Review: Literature and Arts of the Americas
- Discipline: Literature, visual arts, performing arts in the Americas
- Language: English
- Edited by: Daniel Shapiro

Publication details
- History: 1968–present
- Publisher: Routledge
- Frequency: Biannually

Standard abbreviations
- ISO 4: Rev.: Lit. Arts Am.

Indexing
- ISSN: 0890-5762 (print) 1743-0666 (web)
- LCCN: 93645286
- OCLC no.: 166909882

Links
- Journal homepage; Online access; Online archive;

= Review: Literature and Arts of the Americas =

Review: Literature and Arts of the Americas is a biannual peer-reviewed academic journal that was established in 1968. It covers contemporary Latin American, Caribbean, and Canadian writing in English and English translation as well as the visual and performing arts in the Americas. The journal is published by Routledge in association with The City College of New York, CUNY.

==Editors-in-chief==
Editors-in-chief have included Ronald Christ, Alfred Mac Adam, and Doris Sommer.
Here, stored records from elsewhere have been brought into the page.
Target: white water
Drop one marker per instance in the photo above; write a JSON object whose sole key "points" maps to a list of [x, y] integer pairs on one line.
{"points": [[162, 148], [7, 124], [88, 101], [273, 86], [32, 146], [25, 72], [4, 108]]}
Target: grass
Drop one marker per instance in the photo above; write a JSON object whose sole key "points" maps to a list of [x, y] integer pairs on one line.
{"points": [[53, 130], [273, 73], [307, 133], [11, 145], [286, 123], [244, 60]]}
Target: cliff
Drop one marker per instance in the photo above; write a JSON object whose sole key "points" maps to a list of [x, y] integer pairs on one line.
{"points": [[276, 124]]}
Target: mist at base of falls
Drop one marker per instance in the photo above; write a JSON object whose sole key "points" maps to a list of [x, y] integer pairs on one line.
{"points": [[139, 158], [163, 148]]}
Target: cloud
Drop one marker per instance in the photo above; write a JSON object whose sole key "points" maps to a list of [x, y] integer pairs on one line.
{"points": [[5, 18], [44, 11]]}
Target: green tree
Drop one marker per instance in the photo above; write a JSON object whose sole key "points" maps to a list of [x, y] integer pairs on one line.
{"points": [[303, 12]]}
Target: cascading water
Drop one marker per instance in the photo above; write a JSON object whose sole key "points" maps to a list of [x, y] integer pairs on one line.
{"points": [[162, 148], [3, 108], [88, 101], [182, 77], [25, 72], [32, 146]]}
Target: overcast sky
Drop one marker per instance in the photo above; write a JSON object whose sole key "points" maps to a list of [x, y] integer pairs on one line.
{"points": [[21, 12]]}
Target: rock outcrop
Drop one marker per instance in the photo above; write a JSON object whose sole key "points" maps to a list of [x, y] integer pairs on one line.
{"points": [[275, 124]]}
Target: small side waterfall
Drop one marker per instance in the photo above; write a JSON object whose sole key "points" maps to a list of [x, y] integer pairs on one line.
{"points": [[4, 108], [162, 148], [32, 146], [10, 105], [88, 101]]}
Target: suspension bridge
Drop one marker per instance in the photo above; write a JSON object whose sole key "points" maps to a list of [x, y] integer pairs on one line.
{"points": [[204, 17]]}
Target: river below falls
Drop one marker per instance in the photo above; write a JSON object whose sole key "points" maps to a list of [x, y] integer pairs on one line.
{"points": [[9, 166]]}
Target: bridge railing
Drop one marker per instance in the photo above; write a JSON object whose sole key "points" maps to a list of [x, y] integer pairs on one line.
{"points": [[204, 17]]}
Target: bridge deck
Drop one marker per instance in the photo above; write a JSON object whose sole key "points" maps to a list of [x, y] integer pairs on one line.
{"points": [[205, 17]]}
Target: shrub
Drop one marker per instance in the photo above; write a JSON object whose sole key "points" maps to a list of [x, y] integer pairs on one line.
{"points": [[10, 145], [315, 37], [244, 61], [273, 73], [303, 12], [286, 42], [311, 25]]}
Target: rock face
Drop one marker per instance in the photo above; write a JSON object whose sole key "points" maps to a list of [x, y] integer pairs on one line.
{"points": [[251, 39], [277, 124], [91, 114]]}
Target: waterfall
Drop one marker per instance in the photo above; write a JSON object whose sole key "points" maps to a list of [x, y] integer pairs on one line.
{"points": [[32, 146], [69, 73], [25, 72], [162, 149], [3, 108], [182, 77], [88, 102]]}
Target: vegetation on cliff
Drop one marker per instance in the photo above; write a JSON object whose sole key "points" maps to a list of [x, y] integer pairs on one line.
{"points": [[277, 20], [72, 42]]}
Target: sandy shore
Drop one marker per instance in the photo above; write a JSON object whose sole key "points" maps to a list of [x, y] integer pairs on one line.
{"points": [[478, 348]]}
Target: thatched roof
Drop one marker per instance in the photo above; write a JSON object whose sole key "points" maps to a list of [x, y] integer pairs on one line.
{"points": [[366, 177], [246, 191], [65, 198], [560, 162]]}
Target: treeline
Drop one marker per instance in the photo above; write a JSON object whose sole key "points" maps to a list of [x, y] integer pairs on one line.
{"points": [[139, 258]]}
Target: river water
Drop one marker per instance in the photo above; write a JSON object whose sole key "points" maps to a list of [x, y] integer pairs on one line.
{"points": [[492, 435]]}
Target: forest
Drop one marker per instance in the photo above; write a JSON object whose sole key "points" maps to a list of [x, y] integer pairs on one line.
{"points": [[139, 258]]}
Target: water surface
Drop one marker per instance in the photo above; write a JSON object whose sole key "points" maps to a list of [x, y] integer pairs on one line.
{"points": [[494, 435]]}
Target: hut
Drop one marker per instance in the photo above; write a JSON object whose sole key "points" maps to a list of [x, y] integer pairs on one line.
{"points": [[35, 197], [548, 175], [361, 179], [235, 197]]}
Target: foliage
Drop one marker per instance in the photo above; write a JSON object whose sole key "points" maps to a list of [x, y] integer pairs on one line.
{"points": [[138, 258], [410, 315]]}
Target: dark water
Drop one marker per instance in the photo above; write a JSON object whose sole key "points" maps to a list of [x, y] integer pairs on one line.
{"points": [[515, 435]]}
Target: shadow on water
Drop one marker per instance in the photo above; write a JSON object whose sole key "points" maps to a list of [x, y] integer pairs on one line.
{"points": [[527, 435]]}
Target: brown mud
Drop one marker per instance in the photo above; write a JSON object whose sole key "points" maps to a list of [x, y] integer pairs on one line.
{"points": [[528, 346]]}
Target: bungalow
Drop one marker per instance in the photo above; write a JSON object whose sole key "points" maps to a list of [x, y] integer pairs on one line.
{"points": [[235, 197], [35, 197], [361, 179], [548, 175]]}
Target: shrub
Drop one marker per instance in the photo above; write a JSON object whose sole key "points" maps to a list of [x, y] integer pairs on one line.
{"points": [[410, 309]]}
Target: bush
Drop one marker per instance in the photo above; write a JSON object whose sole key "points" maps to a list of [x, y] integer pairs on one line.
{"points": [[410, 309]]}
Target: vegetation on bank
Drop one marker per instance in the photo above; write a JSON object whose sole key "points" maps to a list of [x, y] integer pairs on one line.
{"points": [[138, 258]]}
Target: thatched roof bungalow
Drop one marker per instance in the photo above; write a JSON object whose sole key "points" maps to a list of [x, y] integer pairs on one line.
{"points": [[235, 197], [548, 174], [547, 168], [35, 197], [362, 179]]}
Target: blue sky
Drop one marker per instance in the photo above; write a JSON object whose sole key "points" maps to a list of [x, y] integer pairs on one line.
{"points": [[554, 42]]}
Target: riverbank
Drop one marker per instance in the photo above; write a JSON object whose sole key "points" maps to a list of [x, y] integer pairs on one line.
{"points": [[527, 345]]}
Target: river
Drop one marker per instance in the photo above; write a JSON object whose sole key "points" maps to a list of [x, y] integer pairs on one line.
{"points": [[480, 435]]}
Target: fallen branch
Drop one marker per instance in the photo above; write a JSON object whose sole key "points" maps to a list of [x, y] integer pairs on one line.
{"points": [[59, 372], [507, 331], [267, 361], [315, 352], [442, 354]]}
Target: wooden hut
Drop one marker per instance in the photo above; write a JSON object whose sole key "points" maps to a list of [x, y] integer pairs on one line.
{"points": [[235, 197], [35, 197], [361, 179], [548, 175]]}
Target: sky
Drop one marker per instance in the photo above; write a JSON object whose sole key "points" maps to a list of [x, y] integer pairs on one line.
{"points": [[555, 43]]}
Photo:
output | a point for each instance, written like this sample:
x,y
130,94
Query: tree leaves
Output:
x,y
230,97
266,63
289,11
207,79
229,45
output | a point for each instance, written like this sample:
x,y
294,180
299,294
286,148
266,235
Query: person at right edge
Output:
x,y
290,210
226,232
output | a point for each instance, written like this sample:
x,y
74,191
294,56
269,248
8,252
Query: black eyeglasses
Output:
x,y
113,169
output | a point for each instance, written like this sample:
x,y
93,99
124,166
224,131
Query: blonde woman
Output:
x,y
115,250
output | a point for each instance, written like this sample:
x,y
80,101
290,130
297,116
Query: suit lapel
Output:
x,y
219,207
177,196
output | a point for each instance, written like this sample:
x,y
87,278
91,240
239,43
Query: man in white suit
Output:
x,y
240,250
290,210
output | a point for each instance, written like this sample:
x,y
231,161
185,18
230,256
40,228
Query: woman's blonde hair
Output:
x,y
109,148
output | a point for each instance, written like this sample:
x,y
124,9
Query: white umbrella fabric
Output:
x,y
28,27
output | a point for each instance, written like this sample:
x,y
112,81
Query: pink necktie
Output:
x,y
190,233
The current editor-in-chief is Daniel Shapiro.

==Abstracting and indexing==
The journal is abstracted and indexed in the Arts & Humanities Citation Index, Current Contents/Arts & Humanities, EBSCO databases, Film Literature Index, Hispanic American Periodicals Index, MLA International Bibliography, RILM Abstracts of Music Literature, and Scopus.